Corporate tax transparency deal opens door for shifting practices to tax havens

  • Posted on: 2 June 2021
  • By: Anonimo (non verificato)

The deal reached yesterday between the European Parliament, Commission and Council on corporate tax transparency fails to cover most of the world, allowing plenty of leeway for corporate tax dodging.

The agreement on the file known as “country-by-country reporting” (CbCR), which member states had been stalling for years, requires multinationals and their subsidiaries with annual revenues of over €750 million to make public the amount of taxes they pay in each member state.

The final text has a very limited geographical scope and does not include major tax-havens.

The CBCR agreement also gives multinationals a five-year reporting exemption period, the so-called safeguard clause, to help them hide sensitive information –  a key demand of the lobbies representing big business.

A recent report by the Left group in the European Parliament found that Amazon pays little to no tax in Europe through its Luxembourg subsidiaries, which fictitiously report massive operating losses. Failing to include in the agreement full disaggregation on country-by-country reporting may make it hard to unearth such practices.

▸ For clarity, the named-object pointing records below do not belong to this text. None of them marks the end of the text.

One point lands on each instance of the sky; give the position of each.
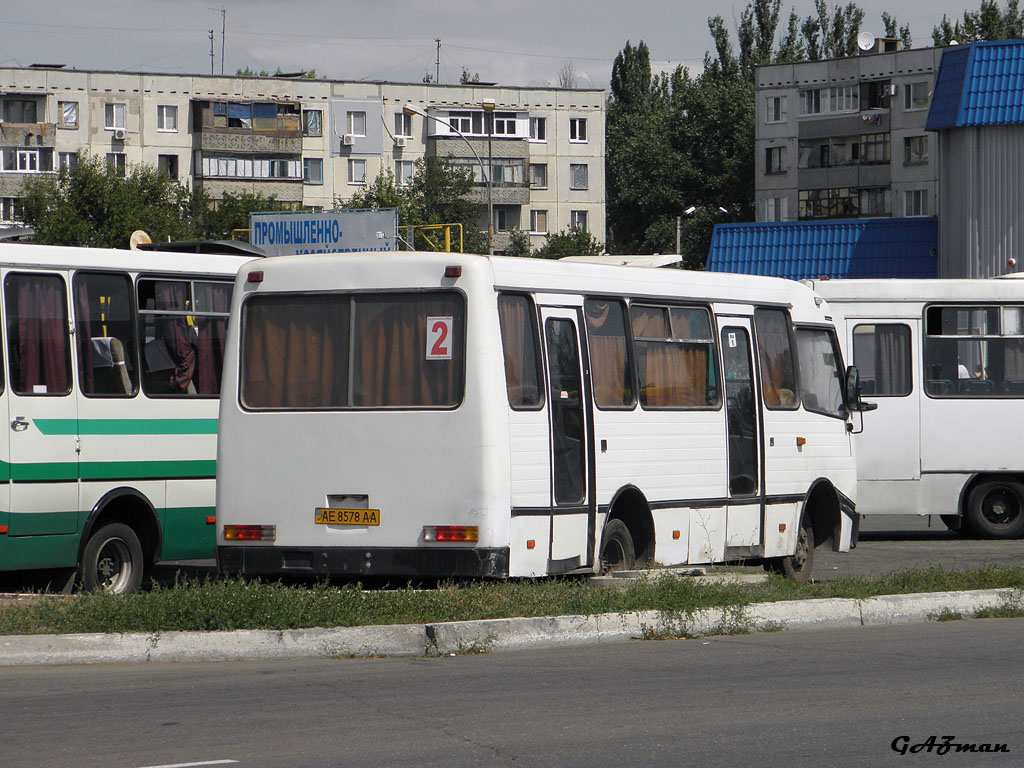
(514, 42)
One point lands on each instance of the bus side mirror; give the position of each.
(853, 400)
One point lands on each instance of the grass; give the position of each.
(232, 604)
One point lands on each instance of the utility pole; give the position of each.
(223, 30)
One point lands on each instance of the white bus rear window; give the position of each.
(353, 351)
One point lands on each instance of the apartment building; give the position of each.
(846, 138)
(312, 142)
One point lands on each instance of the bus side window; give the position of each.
(105, 335)
(39, 344)
(519, 345)
(778, 376)
(609, 353)
(882, 354)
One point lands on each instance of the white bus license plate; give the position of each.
(336, 516)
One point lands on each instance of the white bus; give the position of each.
(944, 361)
(448, 415)
(112, 364)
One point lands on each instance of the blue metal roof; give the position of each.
(838, 248)
(979, 84)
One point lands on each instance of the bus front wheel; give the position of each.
(995, 509)
(112, 560)
(798, 565)
(616, 548)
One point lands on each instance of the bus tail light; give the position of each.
(250, 532)
(451, 534)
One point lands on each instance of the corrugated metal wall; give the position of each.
(981, 205)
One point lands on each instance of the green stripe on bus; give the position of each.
(107, 470)
(126, 426)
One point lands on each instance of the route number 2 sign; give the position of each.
(439, 338)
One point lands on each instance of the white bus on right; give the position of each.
(944, 361)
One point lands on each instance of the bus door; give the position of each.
(42, 415)
(889, 448)
(743, 516)
(571, 431)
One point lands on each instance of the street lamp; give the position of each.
(410, 110)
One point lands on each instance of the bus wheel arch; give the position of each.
(629, 514)
(992, 507)
(120, 541)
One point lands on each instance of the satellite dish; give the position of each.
(138, 238)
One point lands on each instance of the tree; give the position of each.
(438, 194)
(568, 243)
(97, 206)
(518, 244)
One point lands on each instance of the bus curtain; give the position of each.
(41, 336)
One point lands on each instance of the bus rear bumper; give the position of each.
(433, 562)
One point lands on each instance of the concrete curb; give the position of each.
(491, 635)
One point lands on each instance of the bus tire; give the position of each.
(616, 548)
(797, 566)
(112, 560)
(995, 509)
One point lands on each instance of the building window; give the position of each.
(914, 150)
(67, 161)
(504, 124)
(356, 171)
(502, 219)
(19, 111)
(578, 176)
(875, 202)
(875, 147)
(876, 95)
(774, 160)
(538, 129)
(28, 161)
(167, 118)
(578, 129)
(10, 209)
(357, 123)
(168, 164)
(915, 95)
(116, 162)
(403, 170)
(828, 204)
(312, 123)
(915, 203)
(68, 114)
(810, 101)
(539, 222)
(467, 122)
(775, 112)
(114, 117)
(775, 209)
(312, 170)
(402, 124)
(539, 175)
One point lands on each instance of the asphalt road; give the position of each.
(826, 697)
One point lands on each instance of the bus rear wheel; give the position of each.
(798, 565)
(995, 509)
(112, 560)
(616, 548)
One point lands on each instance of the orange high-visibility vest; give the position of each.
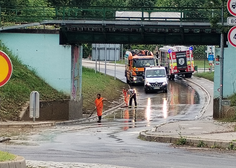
(99, 106)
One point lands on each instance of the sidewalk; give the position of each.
(204, 132)
(102, 63)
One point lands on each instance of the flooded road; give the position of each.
(115, 142)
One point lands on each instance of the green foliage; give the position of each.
(5, 156)
(87, 50)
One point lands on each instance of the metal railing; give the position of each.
(171, 14)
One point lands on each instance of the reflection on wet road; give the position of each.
(156, 106)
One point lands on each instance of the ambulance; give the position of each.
(178, 60)
(135, 63)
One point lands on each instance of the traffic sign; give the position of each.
(6, 68)
(231, 6)
(232, 36)
(231, 21)
(210, 57)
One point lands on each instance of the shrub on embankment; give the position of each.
(16, 92)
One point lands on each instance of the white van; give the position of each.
(155, 79)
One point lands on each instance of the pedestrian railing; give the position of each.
(171, 14)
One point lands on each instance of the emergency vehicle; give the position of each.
(155, 79)
(178, 60)
(135, 63)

Every year, the EU loses up to €1 trillion to tax dodging. While the agreement will help reveal the extent of corporate tax avoidance in Europe, it opens the door for corporations to adjust and shift their tactics to other countries, according to the Left’s Co-President Manon Aubry:

“The agreement reached on public country-by-country reporting is very disappointing as it leaves out more than 80% of states in the world, including major tax havens such as the Bahamas, Switzerland and Cayman Islands. How can we pretend to fight corporate tax avoidance with such limited information?

“The European Parliament has given up on some of the key points under pressure from corporate lobbies and the Council. Whereas tax avoidance costs EU member states billions of euros every year, the European Union has demonstrated once again its inability to seriously tackle the issue. As always, the EU continues to defend the interests of global corporations over its citizens,” Aubry concluded.